In 2016, Ireland ranked  the worst in a survey of European countries for long waiting list times: both in terms of the number of people waiting and the length of time. The worst.

On 15th of January there were 73 children on trolleys in emergency departments in Irish hospitals.  2400 people were on trolleys over the first week of 2018. After the first 6 months of 2017, 50,000 people had been on trolleys. The numbers are staggering – and all this after Simon Harris said he was doing something about it.

In October 2017 there were over 680,000 people on hospital waiting lists in Ireland. During the first three months of 2017, 1,240 patients in Scotland died while waiting for treatment. In Ireland, we don’t know how many died

And Simon Harris said that “no effort or resource is being spared” on January 2nd to improve the crisis in the health service after the number of people waiting on trolleys hit a record 656. A day later the number hit 677.

On March 10th a New Record of 714 Was Reached

It seems that the only area where ‘no effort’ is being spared is in Minister Harris’s near-obsessive drive to oversee the removal of the 8th Amendment and introduce an anti-health bill that will allow, or even compell, doctors and nurses to participate in taking the lives of one of the patients in a pregnancy.

Leo, Micheal and Simon are three Irish politicians who have very recently underwent personal conversions in their views on abortion. Once each held a civilised respect for life and would have described themselves as pro-life.

Now they are dogmatic cheerleaders for the abortion industry in Ireland.



This week Simon Harris said that the labels ‘pro-choice’ and ‘pro-life’ were relics of a bygone era. He then proceeded to proclaim that he himself still is ‘pro-life’. He, like Leo and Micheal, no longer refer to the child in their calculus. They are all pro-life except pro the life that gets taken in abortion.

And Minister for Health Simon Harris, is a man in an incredible hurry to remove the only Constitutional protection for the unborn child.

On International Women’s Day when the OECD was highlighting the failing state of the system under his charge, he was busy implying, yet again, that Savita Halappanavar died due to the 8th.

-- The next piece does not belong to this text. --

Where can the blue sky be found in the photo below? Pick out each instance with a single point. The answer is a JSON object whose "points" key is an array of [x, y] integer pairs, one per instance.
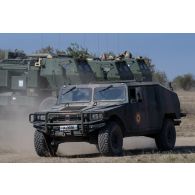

This is a untrue. Three enquiries show that she died due to failings of the health service that is now under his charge.

And this is a service that continues to deteriorate as Minister Harris cheerleads on his anti-health legislation. It is chilling to hear a Health Minister claim, in relation to a bill that will promote the taking of innocent life: “I’m really looking forward to bringing that wording and the referendum bill into the Dail”.

What is that wording? “Provision may be made in law for regulation of termination of a pregnancy.” It is a strange kind of person that looks forward to introducing such legislation.

“It is very appropriate and fitting that on this day the Irish Government has taken a decision that we will have a referendum to repeal the 8th amendment and that we will have finalised the wording for that referendum,” Mr Harris said.

Unwittingly, thinking he was pandering to his audience, he did not realise, and probably did not even know, that the appropriateness was in the taking of this uncivilised decision at the same time as the OECD highlighted how we are failing to do the most civilised thing in the world.

In August, Mr Harris told Newstalk that he had an “open mind” on recommendations from the Citizens Assembly that there be unrestricted access to abortion in Ireland for pregnancies up to 12 weeks.

GK Chesterton once said “Don’t be so open-minded that your brains fall out”. One feels that Simon, Leo and Micheal have fallen into this trap.

Maybe it has something to do with dealing with ‘Angola’ as Brian Cowen called the Ministry of Health. Maybe in their haste to be the next bright young thing in Government they see the taking of lives as a more convenient solution than trying to save them.